I would have thought something like table(csvread("file.csv")) or even table(Columns(csvread("file.csv"))) would work but both give an error like:

julia> table(TextParse.csvread("file.csv", escapechar='"', nastrings = vcat(TextParse.NA_STRINGS, "Confidential")))
ERROR: MethodError: no method matching _impl(::Tuple{Array{Int64,1},Array{Int64,1},Array{String,1},Array{String,1},Array{String,1},Array{String,1},Array{String,1},Array{String,1},DataValues.DataValueArray{Date,1},DataValues.DataValueArray{Int64,1},Array{String,1},Array{String,1},Array{String,1},Array{Int64,1},PooledArrays.PooledArray{String,UInt8,1,Array{UInt8,1}},Array{String,1},Array{String,1},Array{String,1},Array{String,1},Array{String,1},PooledArrays.PooledArray{String,UInt8,1,Array{UInt8,1}},DataValues.DataValueArray{Float64,1},DataValues.DataValueArray{Float64,1},PooledArrays.PooledArray{String,UInt8,1,Array{UInt8,1}},PooledArrays.PooledArray{String,UInt8,1,Array{UInt8,1}},DataValues.DataValueArray{Int64,1},DataValues.DataValueArray{Date,1}}, ::Array{String,1})

I guess this isn't a bug, but if the goal is for the first syntax above to be the recommended syntax, it might be helpful for there to be an example in the docstrings...

davidanthoff commented 6 years ago

I'll fix the iterable tables integration story for the new style API here. Then this

load("file.scv") |> table
# or
table(load("file.csv"))

should work.

I've also been sitting on a small extension to TableTraits.jl that will remove the perf overhead of going through the iterable tables system, i.e. at that point it should give the raw performance of TextParse (which is used by the FileIO story under the hood).

davidanthoff commented 6 years ago

Ha, I just realized that this new NextTable is already an iterable table source, without any integration code, simply because it iterates named tuples! Very nice. So all of the following already works:

t = table(...)

# File IO
save("file.csv", t)
save("file.feather", t)
t |> save("file.csv")
t |> save("file.feather")

# Convert to other table structure
df = t |> DataFrames.DataFrame # This pipe syntax should work for all constructors of table types
df = DataFrames.DataFrame(t)
tt = TypedTables.TypedTable(t)
Pandas.DataFrame(t)
TimeSeries.TimeArray(t)
Temporal.TS(t)

# Run a regression
lm(@formula(Children~Age),t)

# Plot with Gadfly
plot(t, x=:Age, y=:Children, Geom.line)

# Plot with StatPlots
@df t plot(:Age, :Children)

# Plot with VegaLite
forgot the syntax ;)

And no, I haven't tried, but it really should just work. I hope those aren't famous last words.

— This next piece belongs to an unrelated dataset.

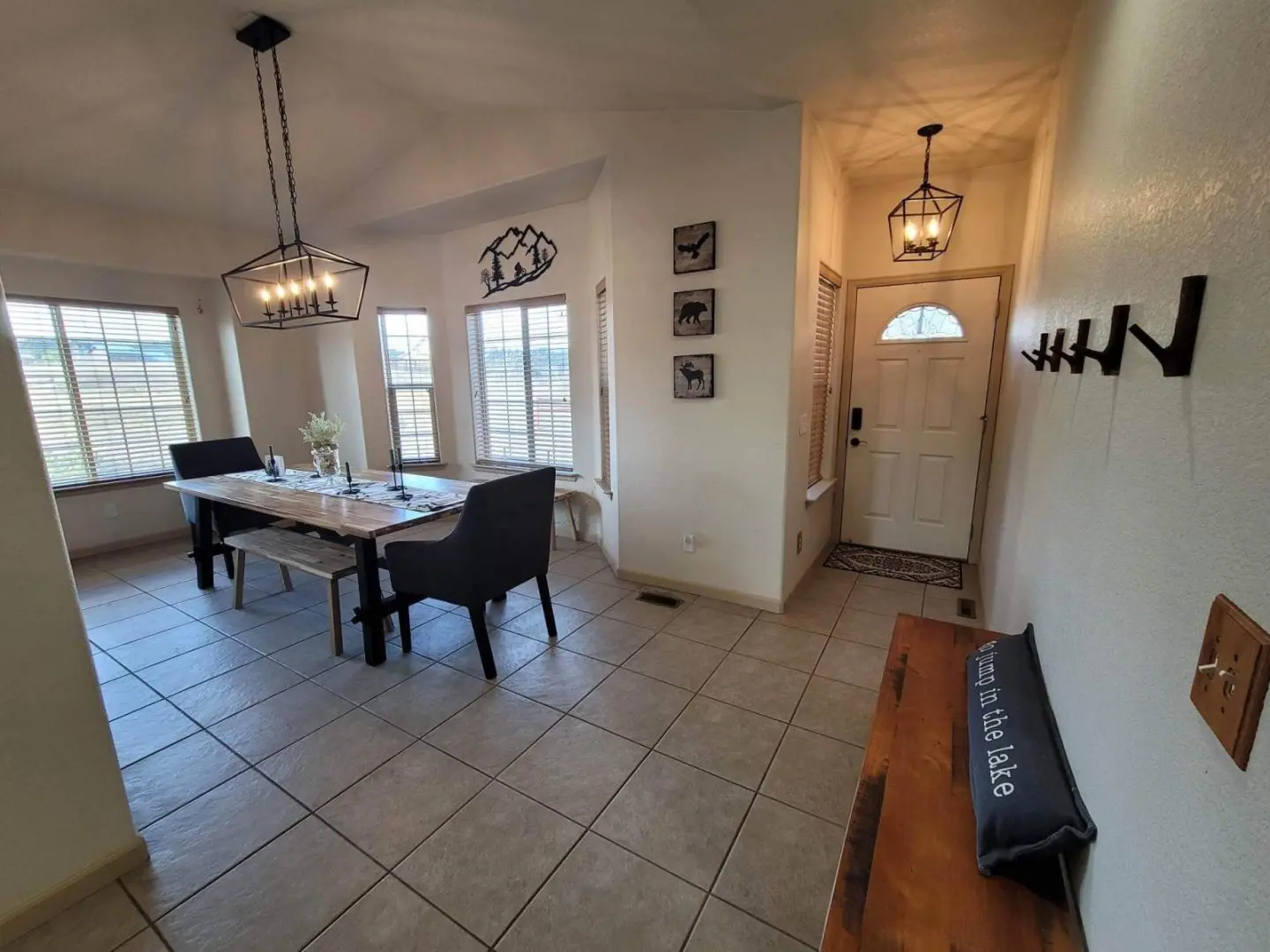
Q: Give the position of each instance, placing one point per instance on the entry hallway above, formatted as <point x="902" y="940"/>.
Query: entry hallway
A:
<point x="664" y="778"/>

shashi commented 6 years ago

There was some discussion about this on the data channel on Slack. If we ever move Columns out of this package, then I'll make it so that TextParse.csvread returns Columns -- then this should just work. For now, IterableTables interface sounds fine.

davidanthoff commented 6 years ago

The table traits extension I’ve mentioned will actually end up just passing the arrays from TextParse to tables directly without any iteration, so at that point it should add hardly any overhead at all. Should all be completely transparent in terms of user facing API, i.e. the code from above will be the same, just much faster. Probably also won’t require any code changes in IndexTables either.